Userspace Context Switching

The ircd::ctx subsystem is a userspace threading library meant to regress the asynchronous callback pattern back to synchronous suspensions. This is essentially a full elaboration of a setjmp() / longjmp() between independent stacks, but justified with modern techniques and comprehensive integration throughout IRCd.

Foundation

This library is based in boost::coroutine / boost::context which wraps the register save/restores in a cross-platform way in addition to providing properly mmap(NOEXEC)'ed etc memory appropriate for stacks on each platform.

boost::asio has then added its own comprehensive integration with the above libraries eliminating the need for us to worry about a lot of boilerplate to de-async the asio networking calls. See: boost::asio::spawn.

This is a nice boost, but that's as far as it goes. The rest is on us here to actually make a threading library.

Interface

We mimic the standard library std::thread suite as much as possible (which mimics the boost::thread library) and offer alternative threading primitives for these userspace contexts rather than those for operating system threads in std:: such as ctx::mutex and ctx::condition_variable and ctx::future among others.

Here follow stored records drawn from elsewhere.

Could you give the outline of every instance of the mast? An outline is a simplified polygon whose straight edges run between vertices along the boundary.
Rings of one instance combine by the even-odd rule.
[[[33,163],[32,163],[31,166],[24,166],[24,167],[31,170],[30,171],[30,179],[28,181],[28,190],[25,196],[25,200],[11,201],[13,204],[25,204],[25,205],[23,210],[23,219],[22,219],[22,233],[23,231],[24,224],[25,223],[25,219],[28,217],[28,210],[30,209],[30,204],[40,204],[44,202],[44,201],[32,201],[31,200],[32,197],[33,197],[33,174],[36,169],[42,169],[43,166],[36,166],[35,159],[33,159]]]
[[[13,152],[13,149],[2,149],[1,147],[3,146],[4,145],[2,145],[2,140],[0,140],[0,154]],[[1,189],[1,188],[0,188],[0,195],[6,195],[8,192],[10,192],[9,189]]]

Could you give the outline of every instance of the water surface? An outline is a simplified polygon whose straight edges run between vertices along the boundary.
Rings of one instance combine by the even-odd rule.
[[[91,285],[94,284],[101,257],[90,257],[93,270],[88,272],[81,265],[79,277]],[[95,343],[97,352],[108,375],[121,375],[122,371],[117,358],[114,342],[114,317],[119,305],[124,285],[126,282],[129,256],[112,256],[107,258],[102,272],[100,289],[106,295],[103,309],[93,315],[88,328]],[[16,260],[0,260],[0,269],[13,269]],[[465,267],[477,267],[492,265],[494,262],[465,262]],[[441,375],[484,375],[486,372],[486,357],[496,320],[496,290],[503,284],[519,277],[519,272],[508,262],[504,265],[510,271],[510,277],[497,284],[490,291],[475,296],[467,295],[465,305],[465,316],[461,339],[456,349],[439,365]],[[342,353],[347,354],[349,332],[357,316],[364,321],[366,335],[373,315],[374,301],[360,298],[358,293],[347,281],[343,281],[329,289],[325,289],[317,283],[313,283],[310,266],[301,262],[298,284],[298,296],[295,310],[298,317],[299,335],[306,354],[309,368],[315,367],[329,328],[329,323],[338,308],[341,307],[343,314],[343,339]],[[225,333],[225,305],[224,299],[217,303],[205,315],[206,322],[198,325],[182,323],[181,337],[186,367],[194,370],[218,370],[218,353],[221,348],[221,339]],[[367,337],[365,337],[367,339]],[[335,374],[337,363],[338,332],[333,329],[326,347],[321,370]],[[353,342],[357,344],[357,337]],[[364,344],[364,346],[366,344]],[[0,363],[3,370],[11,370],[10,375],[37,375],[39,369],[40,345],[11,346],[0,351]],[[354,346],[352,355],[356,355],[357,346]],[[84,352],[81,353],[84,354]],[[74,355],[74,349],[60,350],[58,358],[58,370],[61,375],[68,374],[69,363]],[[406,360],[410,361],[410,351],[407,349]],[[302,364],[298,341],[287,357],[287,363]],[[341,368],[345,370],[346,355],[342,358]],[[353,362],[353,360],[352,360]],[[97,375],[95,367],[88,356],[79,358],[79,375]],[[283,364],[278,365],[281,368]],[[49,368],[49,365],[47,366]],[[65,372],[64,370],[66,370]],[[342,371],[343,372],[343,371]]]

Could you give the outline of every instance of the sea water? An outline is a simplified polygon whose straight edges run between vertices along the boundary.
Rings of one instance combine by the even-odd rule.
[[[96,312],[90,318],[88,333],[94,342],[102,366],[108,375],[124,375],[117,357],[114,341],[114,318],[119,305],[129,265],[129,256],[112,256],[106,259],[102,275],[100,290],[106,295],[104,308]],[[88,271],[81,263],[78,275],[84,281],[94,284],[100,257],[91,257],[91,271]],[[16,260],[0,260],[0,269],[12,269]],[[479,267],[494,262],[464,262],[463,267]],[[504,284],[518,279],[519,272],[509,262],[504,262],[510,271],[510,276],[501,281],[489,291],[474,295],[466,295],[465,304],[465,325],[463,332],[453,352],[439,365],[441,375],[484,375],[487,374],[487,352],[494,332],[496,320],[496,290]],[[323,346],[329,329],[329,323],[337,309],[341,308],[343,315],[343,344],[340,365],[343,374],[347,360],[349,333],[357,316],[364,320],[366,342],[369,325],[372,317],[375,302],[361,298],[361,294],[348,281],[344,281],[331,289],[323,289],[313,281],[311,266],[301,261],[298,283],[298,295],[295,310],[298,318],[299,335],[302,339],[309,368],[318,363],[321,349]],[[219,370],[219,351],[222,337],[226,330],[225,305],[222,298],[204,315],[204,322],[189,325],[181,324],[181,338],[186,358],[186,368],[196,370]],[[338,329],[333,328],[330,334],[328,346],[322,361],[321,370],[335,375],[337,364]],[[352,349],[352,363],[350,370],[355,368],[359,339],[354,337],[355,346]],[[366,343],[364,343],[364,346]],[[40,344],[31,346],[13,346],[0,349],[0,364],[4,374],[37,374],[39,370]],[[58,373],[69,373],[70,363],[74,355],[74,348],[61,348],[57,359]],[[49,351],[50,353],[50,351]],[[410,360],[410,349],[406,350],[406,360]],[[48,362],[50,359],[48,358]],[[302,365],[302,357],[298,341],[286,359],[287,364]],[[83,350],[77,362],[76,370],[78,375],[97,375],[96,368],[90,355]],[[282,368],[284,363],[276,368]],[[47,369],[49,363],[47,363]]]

  • The primary user object is ircd::context (or ircd::ctx::context) which has an std::thread interface.

Context Switching

A context switch has the overhead of a heavy function call -- a function with a bunch of arguments (i.e the registers being saved and restored). We consider this fast and our philosophy is to not think about the context switch itself as a bad thing to be avoided for its own sake.

This system is also fully integrated both with the IRCd core boost::asio::io_service event loop and networking systems. There are actually several types of context switches going on here built on two primitives:

  • Direct jump: This is the fastest switch. Context A can yield to context B directly if A knows about B and if it knows that B is in a state ready to resume from a direct jump and that A will also be further resumed somehow. This is not always suitable in practice so other techniques may be used instead.

  • Queued wakeup: This is the common default and safe switch. This is where the context system integrates with the boost::asio::io_service event loop. The execution of a "slice" as we'll call a yield-to-yield run of non-stop computation is analogous to a function posted to the io_service in the asynchronous pattern. Context A can enqueue context B if it knows about B and then choose whether to yield or not to yield. In any case the io_service queue will simply continue to the next task which isn't guaranteed to be B.